Crise politique

Catalogne : comment en est-on arrivé là ?

Crise politique

par Stéphane Ortega (Rapport de force)

Président catalan réfugié à Bruxelles, incarcérations de responsables associatifs et politiques pour sédition ou rébellion, blocage de sites internet, saisies d’urnes par la police… La crise politique entre les indépendantistes catalans et le gouvernement espagnol prend une tournure inquiétante, au cœur même de l’Union européenne.
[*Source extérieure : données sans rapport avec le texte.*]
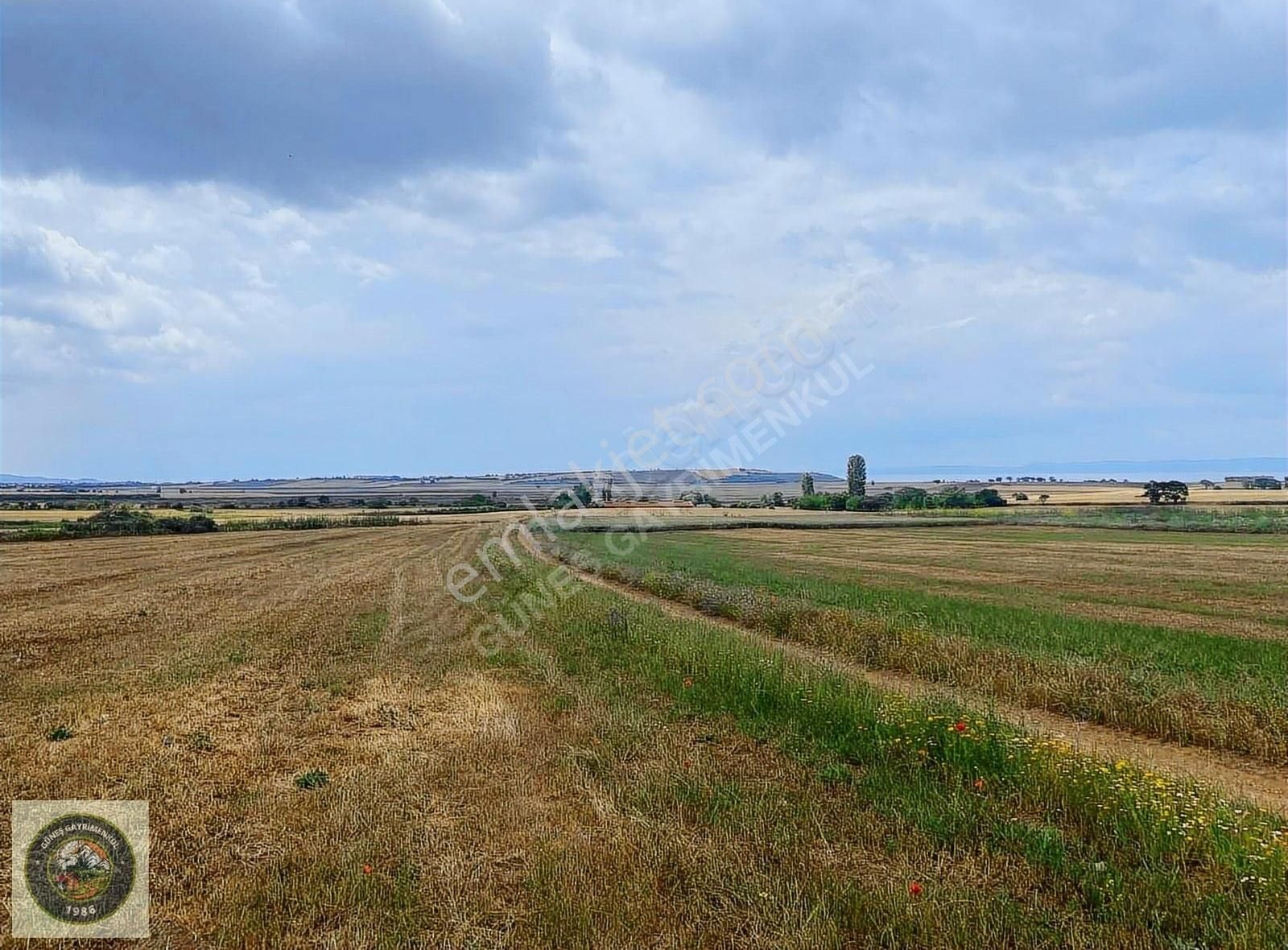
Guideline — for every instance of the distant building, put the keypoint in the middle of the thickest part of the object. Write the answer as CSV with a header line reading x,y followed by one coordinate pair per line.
x,y
1255,481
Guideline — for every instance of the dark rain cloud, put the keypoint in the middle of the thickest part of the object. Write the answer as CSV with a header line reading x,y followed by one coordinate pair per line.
x,y
311,102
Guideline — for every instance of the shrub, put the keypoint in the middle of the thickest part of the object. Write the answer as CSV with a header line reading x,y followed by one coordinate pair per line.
x,y
312,779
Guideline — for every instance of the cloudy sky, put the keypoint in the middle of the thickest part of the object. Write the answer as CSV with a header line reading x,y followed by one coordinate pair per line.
x,y
287,238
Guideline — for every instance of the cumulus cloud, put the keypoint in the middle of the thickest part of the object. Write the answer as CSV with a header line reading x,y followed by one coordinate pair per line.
x,y
309,101
461,218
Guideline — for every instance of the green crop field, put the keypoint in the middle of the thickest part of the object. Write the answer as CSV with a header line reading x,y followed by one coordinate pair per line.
x,y
1178,636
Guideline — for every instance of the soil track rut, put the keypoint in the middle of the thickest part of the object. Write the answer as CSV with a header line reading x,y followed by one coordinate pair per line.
x,y
1262,786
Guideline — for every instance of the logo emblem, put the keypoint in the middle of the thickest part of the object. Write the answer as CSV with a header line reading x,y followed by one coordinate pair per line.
x,y
80,869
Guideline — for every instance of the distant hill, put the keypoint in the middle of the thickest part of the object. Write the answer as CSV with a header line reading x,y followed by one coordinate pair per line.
x,y
34,481
1191,469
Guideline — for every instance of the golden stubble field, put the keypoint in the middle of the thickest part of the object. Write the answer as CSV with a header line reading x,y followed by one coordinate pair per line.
x,y
468,803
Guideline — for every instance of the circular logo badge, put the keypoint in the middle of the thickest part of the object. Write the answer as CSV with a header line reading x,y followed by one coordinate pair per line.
x,y
80,869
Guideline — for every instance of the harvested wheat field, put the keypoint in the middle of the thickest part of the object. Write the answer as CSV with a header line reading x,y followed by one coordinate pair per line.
x,y
336,752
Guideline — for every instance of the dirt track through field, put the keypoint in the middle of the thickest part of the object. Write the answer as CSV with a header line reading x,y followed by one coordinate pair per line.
x,y
1264,786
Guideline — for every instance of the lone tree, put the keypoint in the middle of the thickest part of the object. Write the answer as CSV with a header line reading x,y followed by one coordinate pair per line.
x,y
857,477
1166,492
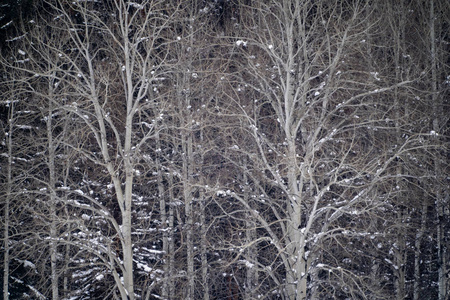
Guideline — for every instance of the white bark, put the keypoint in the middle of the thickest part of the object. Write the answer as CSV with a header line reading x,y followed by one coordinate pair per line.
x,y
6,212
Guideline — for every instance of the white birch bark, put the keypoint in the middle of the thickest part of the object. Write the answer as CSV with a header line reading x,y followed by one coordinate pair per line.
x,y
6,210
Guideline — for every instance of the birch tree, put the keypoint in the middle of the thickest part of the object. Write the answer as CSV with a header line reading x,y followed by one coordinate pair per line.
x,y
311,123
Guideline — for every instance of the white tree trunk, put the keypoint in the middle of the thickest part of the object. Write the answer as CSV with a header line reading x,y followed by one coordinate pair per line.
x,y
6,208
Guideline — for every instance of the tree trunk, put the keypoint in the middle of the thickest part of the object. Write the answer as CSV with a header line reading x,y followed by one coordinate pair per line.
x,y
7,204
52,202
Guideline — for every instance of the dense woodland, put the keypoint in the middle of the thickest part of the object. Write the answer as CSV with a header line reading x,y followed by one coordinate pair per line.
x,y
225,149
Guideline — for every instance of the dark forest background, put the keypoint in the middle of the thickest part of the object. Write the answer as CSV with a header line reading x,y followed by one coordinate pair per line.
x,y
225,149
Quarante-cinq minutes d’indépendance. Vendredi 27 octobre, le Parlement catalan adopte une résolution proclamant « la République catalane comme État indépendant et souverain, de droit, démocratique et social ». Moins d’une heure plus tard, une majorité de sénateurs – membres du Parti populaire (droite), de Ciudadanos (centristes) et du Parti socialiste (PSOE) – autorise le gouvernement espagnol à mettre la Catalogne sous tutelle de Madrid au titre de l’article 155 de la Constitution. Dans la soirée, le Premier ministre Mariano Rajoy destitue le président de la catalogne Carles Puigdemont (Parti démocrate européen catalan, de centre-droit), son vice-président Oriol Junqueras (Gauche républicaine de Catalogne, ERC), et ses ministres. Le parlement catalan est dissout et des élections régionales sont annoncées pour le 21 décembre. La justice prend le relais. Mardi 31 octobre, suite à la demande du procureur général de l’État espagnol, la Cour constitutionnelle annule la proclamation d’indépendance de la Generalitat.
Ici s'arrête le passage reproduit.